This project was undertaken over 6 months under the direct supervision of an assigned supervisor from Technological University Dublin. This project focused on the idea of image classification where a Convolutional Neural Network is used to classify if an un-seen brain scan contained the presence of a brain tumour. Accompanying this project was a 12,000-word document detailing the process undertaken. As a strict time limit was enforced, the project was split into 5 stages these stages were as follows:
-
Data Collection: As this project was based on a subject area which already contained a vast amount of research the project has restricted the use of an external dataset. Meaning any dataset already constructed for image classification could not be used. This restriction limited the scope of datasets that could be used, furthermore, DICOM files and other similar 3-dimensional medical imaging formats could not be used. In place, a dataset containing 250 Healthy Brain Scans and 250 Unhealthy brain scans was constructed from the continuous mining of various online medical journals. The dataset contained images of various format i.e PNG, JPG etc.
-
Pre-processing: This stage focused on the preparation of the dataset, where the collected images were fed into a pre-processing pipeline which would prepare them for model selection & model performance.
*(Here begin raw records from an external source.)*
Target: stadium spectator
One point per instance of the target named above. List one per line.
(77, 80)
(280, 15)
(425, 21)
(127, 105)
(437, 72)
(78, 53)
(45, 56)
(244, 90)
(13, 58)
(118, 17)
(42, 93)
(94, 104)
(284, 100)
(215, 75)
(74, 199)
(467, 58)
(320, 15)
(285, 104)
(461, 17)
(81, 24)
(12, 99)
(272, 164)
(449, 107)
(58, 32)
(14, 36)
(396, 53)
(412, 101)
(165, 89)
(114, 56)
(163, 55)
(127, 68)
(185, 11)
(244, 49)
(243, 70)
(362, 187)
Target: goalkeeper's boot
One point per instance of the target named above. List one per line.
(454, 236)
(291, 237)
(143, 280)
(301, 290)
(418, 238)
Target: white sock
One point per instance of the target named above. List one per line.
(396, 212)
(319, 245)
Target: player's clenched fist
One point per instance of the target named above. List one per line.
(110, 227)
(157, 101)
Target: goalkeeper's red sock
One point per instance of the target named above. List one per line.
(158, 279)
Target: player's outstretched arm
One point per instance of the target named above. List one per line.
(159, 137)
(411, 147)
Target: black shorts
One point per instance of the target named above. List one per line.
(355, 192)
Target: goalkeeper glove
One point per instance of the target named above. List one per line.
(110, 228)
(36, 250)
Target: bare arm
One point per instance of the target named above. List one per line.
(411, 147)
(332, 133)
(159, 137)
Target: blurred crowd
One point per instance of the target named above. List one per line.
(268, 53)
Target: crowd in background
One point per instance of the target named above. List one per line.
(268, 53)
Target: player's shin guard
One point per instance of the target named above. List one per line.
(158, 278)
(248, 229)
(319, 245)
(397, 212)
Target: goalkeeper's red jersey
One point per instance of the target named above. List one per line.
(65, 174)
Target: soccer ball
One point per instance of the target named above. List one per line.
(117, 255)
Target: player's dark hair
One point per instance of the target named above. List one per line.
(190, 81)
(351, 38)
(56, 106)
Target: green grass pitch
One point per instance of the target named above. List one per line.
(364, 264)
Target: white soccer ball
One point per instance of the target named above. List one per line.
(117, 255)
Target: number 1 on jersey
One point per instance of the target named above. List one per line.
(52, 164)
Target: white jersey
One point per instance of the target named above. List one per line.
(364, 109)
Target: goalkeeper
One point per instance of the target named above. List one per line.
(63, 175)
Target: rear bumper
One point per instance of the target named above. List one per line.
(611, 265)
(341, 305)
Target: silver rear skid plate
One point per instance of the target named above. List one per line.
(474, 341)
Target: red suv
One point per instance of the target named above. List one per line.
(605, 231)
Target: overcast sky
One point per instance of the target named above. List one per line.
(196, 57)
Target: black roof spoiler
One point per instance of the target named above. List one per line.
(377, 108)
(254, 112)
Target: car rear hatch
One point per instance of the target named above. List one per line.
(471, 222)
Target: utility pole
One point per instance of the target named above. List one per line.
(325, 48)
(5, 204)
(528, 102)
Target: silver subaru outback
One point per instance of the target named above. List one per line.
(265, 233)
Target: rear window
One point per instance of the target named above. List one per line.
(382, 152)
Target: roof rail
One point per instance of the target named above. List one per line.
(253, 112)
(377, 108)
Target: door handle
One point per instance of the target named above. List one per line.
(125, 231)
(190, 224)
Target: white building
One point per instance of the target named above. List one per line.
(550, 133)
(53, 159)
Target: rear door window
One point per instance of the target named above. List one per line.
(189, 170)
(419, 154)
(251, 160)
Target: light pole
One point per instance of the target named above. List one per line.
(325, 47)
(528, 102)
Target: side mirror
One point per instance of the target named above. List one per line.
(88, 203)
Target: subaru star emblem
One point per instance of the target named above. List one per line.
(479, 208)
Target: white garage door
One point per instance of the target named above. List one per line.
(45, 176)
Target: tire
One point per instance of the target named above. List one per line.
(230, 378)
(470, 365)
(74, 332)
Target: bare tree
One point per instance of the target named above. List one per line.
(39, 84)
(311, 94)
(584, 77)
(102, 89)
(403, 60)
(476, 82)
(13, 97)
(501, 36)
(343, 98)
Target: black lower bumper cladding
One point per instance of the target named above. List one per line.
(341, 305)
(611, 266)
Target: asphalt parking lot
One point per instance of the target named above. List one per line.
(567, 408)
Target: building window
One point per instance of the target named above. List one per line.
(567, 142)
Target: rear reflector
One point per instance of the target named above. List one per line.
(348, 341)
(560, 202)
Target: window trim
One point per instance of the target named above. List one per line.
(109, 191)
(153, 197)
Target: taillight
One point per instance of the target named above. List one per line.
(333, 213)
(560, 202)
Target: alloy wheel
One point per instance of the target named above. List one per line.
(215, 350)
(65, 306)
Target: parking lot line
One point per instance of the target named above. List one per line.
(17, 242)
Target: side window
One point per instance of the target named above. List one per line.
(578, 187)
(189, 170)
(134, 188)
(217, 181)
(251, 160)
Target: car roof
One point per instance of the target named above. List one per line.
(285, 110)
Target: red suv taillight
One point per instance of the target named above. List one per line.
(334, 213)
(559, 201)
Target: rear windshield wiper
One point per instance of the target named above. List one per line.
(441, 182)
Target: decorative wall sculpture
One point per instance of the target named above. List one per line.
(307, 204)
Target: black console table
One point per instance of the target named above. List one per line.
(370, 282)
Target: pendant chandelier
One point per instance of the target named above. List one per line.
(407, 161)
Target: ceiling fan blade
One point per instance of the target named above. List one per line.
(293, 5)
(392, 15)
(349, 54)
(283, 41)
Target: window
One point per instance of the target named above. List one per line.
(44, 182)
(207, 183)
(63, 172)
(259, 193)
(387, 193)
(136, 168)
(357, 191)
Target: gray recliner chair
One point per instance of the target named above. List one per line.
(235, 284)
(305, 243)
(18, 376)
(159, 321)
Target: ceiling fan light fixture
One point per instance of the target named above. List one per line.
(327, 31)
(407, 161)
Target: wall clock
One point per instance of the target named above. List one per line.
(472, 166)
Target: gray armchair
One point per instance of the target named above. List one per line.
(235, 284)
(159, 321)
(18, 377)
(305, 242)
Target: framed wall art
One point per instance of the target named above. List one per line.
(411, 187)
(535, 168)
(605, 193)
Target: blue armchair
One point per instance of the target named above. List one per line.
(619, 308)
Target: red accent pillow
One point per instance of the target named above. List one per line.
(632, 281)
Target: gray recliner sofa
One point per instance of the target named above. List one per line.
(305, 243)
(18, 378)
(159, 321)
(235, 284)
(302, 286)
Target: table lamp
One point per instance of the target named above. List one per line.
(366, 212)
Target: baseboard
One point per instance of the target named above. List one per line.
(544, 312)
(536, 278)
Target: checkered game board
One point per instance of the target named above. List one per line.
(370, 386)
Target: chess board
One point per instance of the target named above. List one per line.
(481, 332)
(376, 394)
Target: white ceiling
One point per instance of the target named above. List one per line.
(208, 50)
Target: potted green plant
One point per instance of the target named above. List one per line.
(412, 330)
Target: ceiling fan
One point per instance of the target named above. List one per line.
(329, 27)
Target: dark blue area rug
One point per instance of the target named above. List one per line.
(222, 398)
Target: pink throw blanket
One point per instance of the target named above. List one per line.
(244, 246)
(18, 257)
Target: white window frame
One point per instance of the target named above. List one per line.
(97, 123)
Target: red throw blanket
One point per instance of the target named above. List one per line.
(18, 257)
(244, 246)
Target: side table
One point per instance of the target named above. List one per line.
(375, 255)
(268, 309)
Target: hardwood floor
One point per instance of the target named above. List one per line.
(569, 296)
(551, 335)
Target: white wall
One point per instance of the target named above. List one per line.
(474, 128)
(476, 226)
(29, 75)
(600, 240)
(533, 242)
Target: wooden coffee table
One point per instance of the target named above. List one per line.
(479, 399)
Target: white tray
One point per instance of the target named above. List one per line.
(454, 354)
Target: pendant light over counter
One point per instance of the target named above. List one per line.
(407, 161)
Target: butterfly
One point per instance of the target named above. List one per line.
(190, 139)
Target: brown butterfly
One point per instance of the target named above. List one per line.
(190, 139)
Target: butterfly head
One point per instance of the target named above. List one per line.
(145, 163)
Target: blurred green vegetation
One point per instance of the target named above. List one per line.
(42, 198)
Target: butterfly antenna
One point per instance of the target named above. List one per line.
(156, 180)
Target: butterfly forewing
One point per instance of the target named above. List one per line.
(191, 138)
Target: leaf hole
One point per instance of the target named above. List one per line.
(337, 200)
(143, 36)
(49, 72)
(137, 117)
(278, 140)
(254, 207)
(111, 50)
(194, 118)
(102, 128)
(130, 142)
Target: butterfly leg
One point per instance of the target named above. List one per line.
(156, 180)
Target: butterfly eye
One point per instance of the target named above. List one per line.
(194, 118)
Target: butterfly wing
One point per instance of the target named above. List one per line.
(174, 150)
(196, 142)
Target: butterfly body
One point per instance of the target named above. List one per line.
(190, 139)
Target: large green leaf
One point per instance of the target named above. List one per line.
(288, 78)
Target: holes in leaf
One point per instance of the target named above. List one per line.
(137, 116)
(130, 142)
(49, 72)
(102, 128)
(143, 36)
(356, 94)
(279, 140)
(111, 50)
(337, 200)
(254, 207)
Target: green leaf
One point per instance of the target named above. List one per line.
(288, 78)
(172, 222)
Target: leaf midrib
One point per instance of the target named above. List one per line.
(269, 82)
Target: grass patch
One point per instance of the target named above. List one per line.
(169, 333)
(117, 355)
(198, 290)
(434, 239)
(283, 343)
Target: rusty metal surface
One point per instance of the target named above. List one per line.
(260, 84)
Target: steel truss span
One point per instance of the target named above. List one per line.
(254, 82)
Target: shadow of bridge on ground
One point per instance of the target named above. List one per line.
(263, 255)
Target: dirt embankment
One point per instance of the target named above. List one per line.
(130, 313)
The pipeline contained many pre-processing steps such as image scaling, finding the mean image and adding a blur to each brain scan. This section was accompanied by a subsection on image segmentation where I dedicated a small amount of time to investigate several ways to segment the tumour from the brain. Various methods were experimented with, however, one major issue was that in MRI brain scans both the tumour and the rim of the skull appear as a bright intensity meaning simple segmentation solutions such as thresholding cannot be used without performing 'skull stripping'. This process was performed before work had to be halted on this subsection as time was an issue.
-
Model Selection & Model Performance: This section was where the majority of the time dedicated to this project was assigned. It contained several subsections each of which had a similar goal where a Convolutional Neural Network was created and at each stage was trained and tested using a dataset split of 80:20. Each subsection or stage was used to exhaust the network of parameter options and understand the outcome of each result. After this investigation, Grid Search was used to further exhaust all possible parameter choices. Grid Search was performed using AWS where a t2 microserver was used to run the process in the background.
-
Generalization: Once the best performing model was discovered from Grid Search time was now dedicated to investigating possible solutions to the issue of overfitting. As this dataset was incredibly small for the use of Convolutional Neural Networks the results obtained at each stage were incredibly overfitted. Thus, this stage involved adding several additions to the network to try and prevent this, these additions were dropout, bias and noise. Once these additions had been added to the network I decided to use Data Augmentation to artificially increase the size of the dataset. Once the images were loaded through an augmentor the new dataset contained 1000+ images. Finally, these further tests were conducted on the augmented dataset. Once these tests were completed the final model was ready for the prediction stage.
-
Prediction: This stage first involved mining medical journals for 10 new un-seen images. With that, the final model was loaded in and was used to perform a prediction on each image. Each prediction would display the image being predicted and a result if the image contained the presence of a brain tumour. The results indicated that this network was a good predictor as it was able to successfully classify 8/10 un-seen images.